In recent times, we have seen different central banks come up with different stance on the issuance of cryptocurrency and digital assets, and according to the chief cashier of the Bank of England, Sarah John, it is important that central banks swing into action, as a way to prevent the tech giants from being dominant in the financial sector. She added that it was imperative that the central banks paid attention to the prospects of digital fiat issuance inclusion. Furthermore, Sarah John explained that the central banks need to function as an institution and come up with plans and strategies that will position themselves relevantly in the society, and boost the confidence in users, while also making it clear that the banks have wide range of transaction options for the users to pick from. She wants banks to promote financial and monetary stability, while getting the private and public sector involved.
Recently, the Financial Stability Board made an announcement, stating that the government should expedite the development of regulations to guide the use of stablecoins and cryptocurrencies. This is indicative of the fact that the government’s complacency in regulating cryptocurrencies could be the undoing of banks, as it is evident that cryptocurrencies tend to make transactions easier than banks and fiat currencies.
A survey was carried out by Ipsos Mori recently, and the results showed that about 51% of the participants in the survey supported central banks being in charge of developing digital currencies, in place of giant tech companies. In January, it was reported by the Bank for International Settlements that some central banks are likely to come together to create and launch central bank digital currencies (CDBCs).

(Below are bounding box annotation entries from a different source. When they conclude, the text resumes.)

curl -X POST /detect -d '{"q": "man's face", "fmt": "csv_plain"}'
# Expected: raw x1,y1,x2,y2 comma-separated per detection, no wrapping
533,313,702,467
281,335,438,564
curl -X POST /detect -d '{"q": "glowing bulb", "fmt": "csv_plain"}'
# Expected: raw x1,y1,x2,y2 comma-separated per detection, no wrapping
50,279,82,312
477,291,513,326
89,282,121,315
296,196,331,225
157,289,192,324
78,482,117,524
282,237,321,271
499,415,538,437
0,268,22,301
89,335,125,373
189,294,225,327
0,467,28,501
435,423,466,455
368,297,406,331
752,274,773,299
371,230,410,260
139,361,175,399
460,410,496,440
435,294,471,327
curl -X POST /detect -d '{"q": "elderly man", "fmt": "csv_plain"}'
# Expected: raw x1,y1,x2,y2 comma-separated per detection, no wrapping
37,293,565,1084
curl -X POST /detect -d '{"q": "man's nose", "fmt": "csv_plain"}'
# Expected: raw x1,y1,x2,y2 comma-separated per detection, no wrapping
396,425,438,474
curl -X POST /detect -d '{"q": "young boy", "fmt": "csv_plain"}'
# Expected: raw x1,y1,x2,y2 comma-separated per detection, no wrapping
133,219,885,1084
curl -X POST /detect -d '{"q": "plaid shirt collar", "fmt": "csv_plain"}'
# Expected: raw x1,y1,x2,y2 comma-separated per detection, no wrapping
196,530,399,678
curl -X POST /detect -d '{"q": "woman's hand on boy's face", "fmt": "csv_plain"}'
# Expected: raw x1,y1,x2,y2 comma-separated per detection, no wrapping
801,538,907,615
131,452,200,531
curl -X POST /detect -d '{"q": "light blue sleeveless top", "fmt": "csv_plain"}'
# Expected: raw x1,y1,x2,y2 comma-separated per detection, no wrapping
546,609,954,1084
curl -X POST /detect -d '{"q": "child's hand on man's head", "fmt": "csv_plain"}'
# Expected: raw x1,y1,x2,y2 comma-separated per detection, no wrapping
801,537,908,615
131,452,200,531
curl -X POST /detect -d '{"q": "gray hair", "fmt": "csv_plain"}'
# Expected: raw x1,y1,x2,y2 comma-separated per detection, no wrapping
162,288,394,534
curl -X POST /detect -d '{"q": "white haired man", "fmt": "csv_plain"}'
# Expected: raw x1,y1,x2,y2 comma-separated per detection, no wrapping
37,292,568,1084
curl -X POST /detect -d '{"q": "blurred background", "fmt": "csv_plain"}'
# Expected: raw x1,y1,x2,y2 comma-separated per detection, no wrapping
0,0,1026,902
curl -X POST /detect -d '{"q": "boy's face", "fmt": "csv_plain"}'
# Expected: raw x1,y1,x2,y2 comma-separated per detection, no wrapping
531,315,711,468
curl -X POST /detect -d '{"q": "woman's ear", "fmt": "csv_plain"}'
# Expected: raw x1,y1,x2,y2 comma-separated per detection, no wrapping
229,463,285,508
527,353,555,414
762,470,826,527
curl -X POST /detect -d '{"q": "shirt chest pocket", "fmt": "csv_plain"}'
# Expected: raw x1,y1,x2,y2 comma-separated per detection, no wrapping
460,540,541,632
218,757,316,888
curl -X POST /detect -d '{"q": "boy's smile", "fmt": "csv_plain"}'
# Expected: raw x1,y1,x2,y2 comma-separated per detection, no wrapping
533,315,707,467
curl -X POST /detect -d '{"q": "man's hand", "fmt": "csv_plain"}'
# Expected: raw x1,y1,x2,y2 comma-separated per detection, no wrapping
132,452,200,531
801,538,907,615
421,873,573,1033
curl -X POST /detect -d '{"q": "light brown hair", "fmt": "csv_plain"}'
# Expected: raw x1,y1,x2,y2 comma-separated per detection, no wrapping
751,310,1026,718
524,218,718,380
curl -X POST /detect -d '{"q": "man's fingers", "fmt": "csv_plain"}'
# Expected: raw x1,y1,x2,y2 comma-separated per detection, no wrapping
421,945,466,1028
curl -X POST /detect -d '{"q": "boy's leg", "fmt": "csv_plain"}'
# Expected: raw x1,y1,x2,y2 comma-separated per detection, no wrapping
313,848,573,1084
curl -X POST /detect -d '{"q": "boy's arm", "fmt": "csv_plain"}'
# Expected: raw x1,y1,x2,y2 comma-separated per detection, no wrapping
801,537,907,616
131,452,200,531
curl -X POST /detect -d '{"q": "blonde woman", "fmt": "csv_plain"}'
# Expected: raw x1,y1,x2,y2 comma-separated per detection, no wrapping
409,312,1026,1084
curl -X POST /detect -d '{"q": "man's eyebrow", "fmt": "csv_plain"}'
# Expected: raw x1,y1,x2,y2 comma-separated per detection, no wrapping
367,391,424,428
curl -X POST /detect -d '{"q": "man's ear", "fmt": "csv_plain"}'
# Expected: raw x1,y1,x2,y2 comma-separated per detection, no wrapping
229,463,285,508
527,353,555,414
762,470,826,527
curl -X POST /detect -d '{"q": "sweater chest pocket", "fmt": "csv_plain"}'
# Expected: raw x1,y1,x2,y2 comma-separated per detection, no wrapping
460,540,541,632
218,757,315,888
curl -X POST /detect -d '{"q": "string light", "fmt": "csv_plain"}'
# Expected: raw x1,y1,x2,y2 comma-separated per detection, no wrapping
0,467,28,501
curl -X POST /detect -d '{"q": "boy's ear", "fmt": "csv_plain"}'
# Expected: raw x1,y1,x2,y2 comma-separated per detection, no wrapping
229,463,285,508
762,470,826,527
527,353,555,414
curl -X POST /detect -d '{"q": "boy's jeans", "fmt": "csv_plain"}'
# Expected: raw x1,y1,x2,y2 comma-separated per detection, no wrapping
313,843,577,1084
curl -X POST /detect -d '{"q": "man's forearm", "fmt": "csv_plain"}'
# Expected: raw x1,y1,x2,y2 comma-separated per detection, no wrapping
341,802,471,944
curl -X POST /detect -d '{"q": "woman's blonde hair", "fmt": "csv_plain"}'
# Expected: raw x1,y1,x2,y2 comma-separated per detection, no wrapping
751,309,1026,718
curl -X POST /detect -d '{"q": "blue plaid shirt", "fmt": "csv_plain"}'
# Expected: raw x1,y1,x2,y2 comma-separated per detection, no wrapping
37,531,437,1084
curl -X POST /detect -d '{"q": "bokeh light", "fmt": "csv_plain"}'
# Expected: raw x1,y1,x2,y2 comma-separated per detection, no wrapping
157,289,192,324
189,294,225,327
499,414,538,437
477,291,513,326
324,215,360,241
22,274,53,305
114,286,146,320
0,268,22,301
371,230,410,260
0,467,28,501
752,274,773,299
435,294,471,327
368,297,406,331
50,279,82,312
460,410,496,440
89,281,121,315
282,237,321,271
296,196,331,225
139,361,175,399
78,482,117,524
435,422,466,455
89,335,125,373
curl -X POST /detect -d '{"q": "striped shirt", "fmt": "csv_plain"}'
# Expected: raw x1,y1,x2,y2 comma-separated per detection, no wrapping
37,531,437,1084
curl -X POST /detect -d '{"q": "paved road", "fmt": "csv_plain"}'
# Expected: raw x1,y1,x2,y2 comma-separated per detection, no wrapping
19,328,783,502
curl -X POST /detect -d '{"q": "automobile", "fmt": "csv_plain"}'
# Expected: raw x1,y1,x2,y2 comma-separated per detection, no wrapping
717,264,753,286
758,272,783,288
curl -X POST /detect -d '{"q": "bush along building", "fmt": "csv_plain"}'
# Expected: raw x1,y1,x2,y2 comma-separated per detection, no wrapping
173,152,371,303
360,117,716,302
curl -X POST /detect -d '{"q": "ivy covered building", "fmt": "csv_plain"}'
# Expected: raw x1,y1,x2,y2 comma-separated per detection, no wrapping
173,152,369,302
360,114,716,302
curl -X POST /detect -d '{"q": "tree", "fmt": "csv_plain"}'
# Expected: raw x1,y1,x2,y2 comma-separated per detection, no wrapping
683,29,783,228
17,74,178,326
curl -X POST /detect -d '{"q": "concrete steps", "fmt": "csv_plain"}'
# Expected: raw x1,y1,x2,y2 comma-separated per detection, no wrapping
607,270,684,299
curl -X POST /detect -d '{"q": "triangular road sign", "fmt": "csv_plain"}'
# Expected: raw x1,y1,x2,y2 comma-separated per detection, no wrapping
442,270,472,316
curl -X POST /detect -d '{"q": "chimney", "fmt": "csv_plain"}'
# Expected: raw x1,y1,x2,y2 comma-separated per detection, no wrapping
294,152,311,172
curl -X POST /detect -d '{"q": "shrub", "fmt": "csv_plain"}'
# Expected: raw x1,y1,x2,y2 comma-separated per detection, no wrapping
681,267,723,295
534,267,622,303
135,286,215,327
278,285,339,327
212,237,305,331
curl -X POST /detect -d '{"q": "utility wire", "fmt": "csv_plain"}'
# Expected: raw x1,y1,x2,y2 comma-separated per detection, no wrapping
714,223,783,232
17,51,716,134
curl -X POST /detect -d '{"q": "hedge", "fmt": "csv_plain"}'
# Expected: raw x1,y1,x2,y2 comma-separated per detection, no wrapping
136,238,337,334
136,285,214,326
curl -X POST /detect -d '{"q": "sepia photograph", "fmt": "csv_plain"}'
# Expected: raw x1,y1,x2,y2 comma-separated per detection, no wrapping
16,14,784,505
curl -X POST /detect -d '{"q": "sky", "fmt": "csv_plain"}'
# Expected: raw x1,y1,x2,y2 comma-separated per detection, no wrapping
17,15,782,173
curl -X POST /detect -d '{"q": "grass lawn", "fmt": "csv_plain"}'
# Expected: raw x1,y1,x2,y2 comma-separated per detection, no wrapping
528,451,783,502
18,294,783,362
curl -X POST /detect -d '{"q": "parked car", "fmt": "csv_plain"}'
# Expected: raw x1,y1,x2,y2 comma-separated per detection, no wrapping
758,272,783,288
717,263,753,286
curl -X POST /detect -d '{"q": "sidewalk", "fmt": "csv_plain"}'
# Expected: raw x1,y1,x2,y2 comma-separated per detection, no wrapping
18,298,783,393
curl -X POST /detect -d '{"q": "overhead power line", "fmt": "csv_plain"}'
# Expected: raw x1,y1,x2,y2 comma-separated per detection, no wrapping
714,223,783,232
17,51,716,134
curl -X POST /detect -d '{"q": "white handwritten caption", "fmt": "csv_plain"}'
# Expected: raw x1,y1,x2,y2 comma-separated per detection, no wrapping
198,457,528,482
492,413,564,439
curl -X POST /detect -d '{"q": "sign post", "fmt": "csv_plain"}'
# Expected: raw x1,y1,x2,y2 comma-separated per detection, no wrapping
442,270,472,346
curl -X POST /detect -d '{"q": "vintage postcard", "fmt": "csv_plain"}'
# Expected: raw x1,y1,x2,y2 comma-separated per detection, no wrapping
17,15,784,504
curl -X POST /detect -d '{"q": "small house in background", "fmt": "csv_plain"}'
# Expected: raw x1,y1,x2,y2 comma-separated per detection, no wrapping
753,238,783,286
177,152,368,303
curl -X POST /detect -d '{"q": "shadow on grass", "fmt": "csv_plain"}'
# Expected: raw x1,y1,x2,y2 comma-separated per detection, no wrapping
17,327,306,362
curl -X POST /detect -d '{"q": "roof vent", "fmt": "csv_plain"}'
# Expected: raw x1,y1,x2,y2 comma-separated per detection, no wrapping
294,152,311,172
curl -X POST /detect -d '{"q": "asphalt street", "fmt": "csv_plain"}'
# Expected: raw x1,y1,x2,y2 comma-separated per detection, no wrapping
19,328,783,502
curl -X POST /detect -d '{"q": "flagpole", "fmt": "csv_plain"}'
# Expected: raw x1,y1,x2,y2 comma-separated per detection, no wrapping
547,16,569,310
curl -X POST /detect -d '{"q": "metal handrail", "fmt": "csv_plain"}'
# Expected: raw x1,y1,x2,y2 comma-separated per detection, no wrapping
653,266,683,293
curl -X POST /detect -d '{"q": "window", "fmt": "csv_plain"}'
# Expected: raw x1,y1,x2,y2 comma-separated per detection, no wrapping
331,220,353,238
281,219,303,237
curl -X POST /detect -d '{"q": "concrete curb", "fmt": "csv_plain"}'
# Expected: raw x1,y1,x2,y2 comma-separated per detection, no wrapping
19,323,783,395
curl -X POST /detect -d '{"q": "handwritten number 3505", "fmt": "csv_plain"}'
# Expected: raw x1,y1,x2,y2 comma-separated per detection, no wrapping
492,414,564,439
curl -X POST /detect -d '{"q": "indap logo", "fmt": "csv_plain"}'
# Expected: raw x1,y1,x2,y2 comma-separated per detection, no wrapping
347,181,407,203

Interestingly, blockchain and cryptocurrency are not waiting for the banks to join them on their quest, because the developers are working day and night to create new innovations, as well as make the technologies better for everyone. If central banks intend to be part of the trend and not get sidelined, then it is important that they come together and act fast, or risk exclusion. The central bank of Lithuania carried out a study in December, 2019, and at the end of the study, it reached the conclusion that the present operations of central banks do not have all it takes to cater to the needs of citizens in different parts of the world who are looking for secure, trustworthy, safe, and cost-efficient methods to facilitate cross-border payments, and as such emerging technologies of the modern day have the solutions.